Ketetapan ini lahir tidak terlepas dari
penilaian yang menganggap bahwa lembaga ini adalah lembaga pemerintahan
otoriter yang sangat menghambat tumbuhnya demokrasi, karena lembaga ini
sangat mengedepankan pendekatan keamanan dengan berbagai
pembatasan-pembatasan terhadap civil society. Sosialisasi kewaspadaan
nasional untuk mengantisipasi berbagai bentuk ancaman dalam rangka
penciptaan keamanan yang dilakukan oleh lembaga ini menjadikan anggapan
lembaga ini sebagai momok demokratisasi. Akibatnnya, pembinaan terhadap
kewaspadaan nasional menjadi tidak punya wadah serta tidak punya arah
ditengah-tengah lingkungan strategis yang semakin kompleks.
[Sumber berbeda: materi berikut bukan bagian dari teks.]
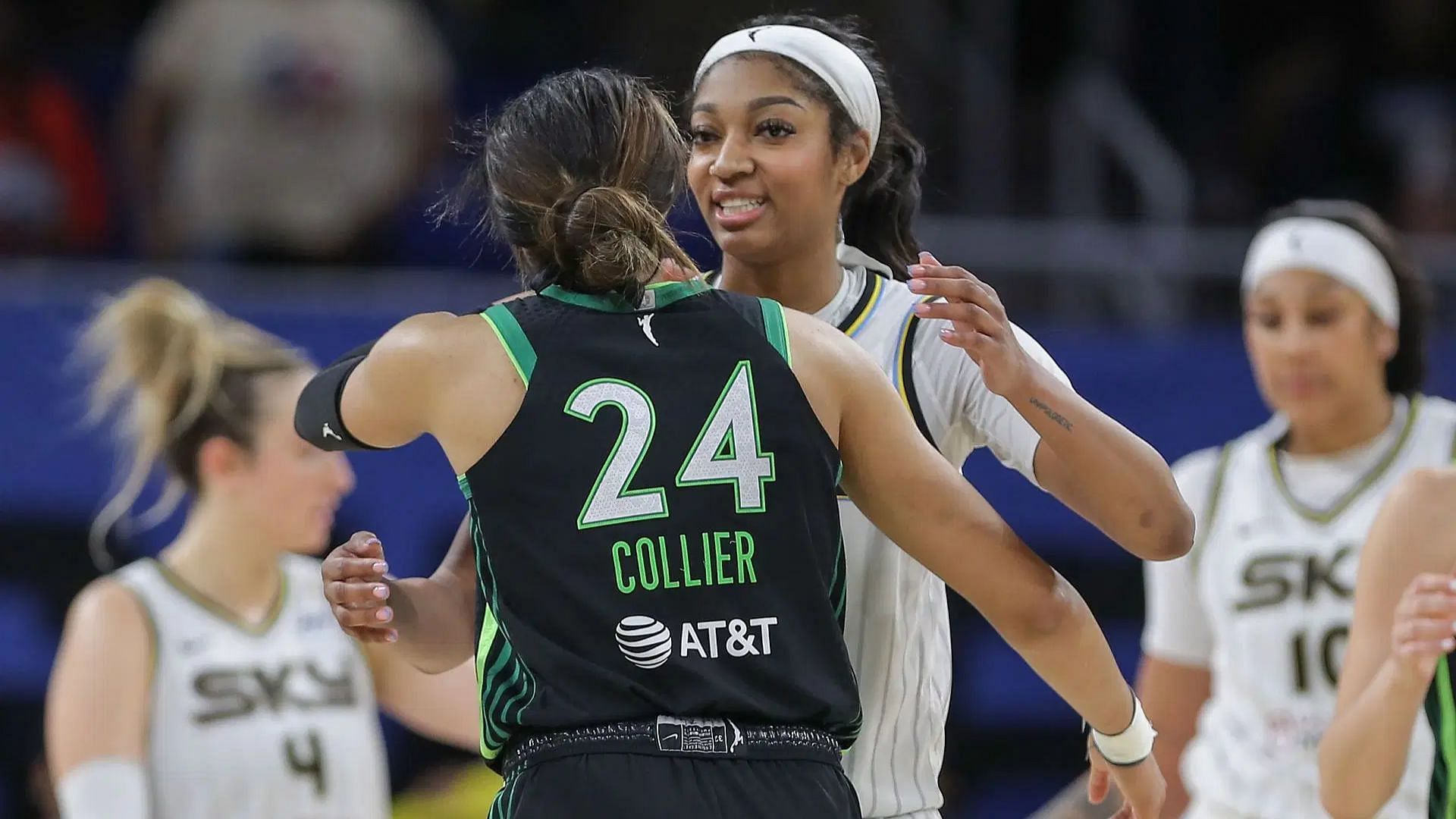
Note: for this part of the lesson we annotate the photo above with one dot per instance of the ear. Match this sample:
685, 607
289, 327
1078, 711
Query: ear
218, 460
1386, 340
854, 159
- Surat Pang TNI No. B/1305/14/23/SET tanggal 27 juni 2000 tentang dialihkannya tanggung jawab Tar Pad Nas kepada Depdagri
Ketetapan inilah yang menjadikan Depdagri
mengambil alih tugas-tugas pembinaan kewaspadaan nasional dengan
melakukan sosialisasi tentang potensi ancaman disintegrasi bangsa
ditengah-tengah badai multi krisis bangsa.
- Kep Mendagri No, 40 th 2001 tentang penugasan kepada Dirjen Kesatuan Bangsa untuk merumuskan dan melaksanakan kebijakan dan standarisasi tehnis dibidang kesatuan bangsa.
Ketetapan inilah yang menjadikan Depdagri
harus merumuskan konsepsi implementasi kewaspadaan nasional yang pada
gilirannya diharapkan mampu menjaga persatuan dan kesatuan bangsa.
- SE Mendagri No. 8933/2877/SE tanggal 16 Desember 2002 tentang pelaksanaan kegiatan penataran Ketahanan Bangsa
Surat inilah yang diharapkan mampu
menjadi dasar sosialisasi kewaspadaan nasional untuk muara kesatuan
bangsa dan ketahanan bangsa dari berbagai bentuk ancaman.
- Pasal 7 PP 38/2007 tentang Pembagian Urusan Pemerintahan Antara Pemerintah, Pemerintahan daerah Provinsi, dan Pemerintahan daerah kabupaten/Kota. Pasal 7 PP 38/2007 ini, menjadi semacam payung hukum yang sangat strategis bagi pemerintahan di tingkat pusat sampai dengan daerah dalam melakukan kewajibannya untuk waspada terhadap berbagai bentuk ancaman terhadap eksistensi bangsa dan negara, pada tataran nasional maupun masing-masing daerah.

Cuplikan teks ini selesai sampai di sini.